London, England - January 31, 2005 - The new Strategy Analytics report, "Telematics Development in the Vehicle Insurance Market," reveals that Pay-As-You-Drive insurance will not translate into commercially viable, mainstream offerings in the next three years, despite the growing industry and consumer interest, and continued trials of this system.
Pay-As-You-Drive insurance (PAYD) schemes enable variable vehicle insurance premiums to be based directly on how much, and in some cases how well, when and where, a vehicle is driven, using data collated by an Electronic Data Recorder (EDR), or `black box.' Across Europe and the US, a number of insurance companies have begun PAYD trials, including Norwich Union (UK), Progressive (US), Lloyd Adriatic (Italy) and AXA Insurance (Ireland). Information technology service provider, IBM, is involved in a number of trials across Europe and the US, and is very well positioned to take the lead as technology integrator.

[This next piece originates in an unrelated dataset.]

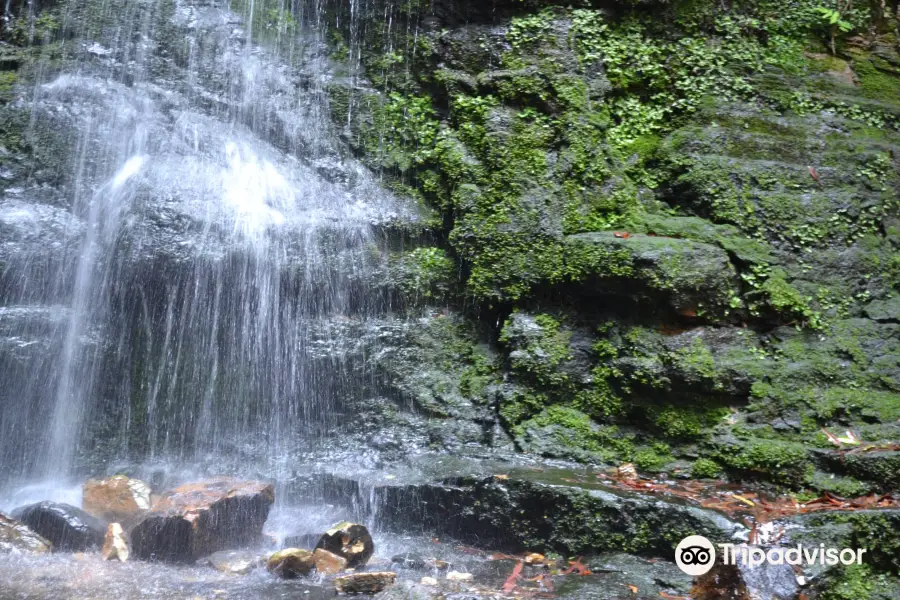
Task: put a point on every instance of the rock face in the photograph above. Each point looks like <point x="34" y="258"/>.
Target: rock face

Prohibitive launch costs, privacy violations, patent fees, "back office" data integration and difficulties in measuring the costs versus benefits will inhibit the immediate widespread launch of PAYD schemes. "While PAYD protects drivers from generalized assumptions, there are still major hurdles to overcome before PAYD insurance schemes are commercially viable; and these are not going to be successfully addressed for a number of years," says Clare Hughes, Analyst, Automotive Multimedia & Communications Service. "However, increasing government focus on road safety, the ability to verify insurance claims using tamper-proof vehicle data and the potential cost savings for insurance companies, commercial vehicle operators and the consumer, will drive the eventual introduction of commercial PAYD." Hughes continues, "The days of the once a year insurance premium will eventually disappear for the majority of consumers, with the rollout of risk-based variable monthly billing."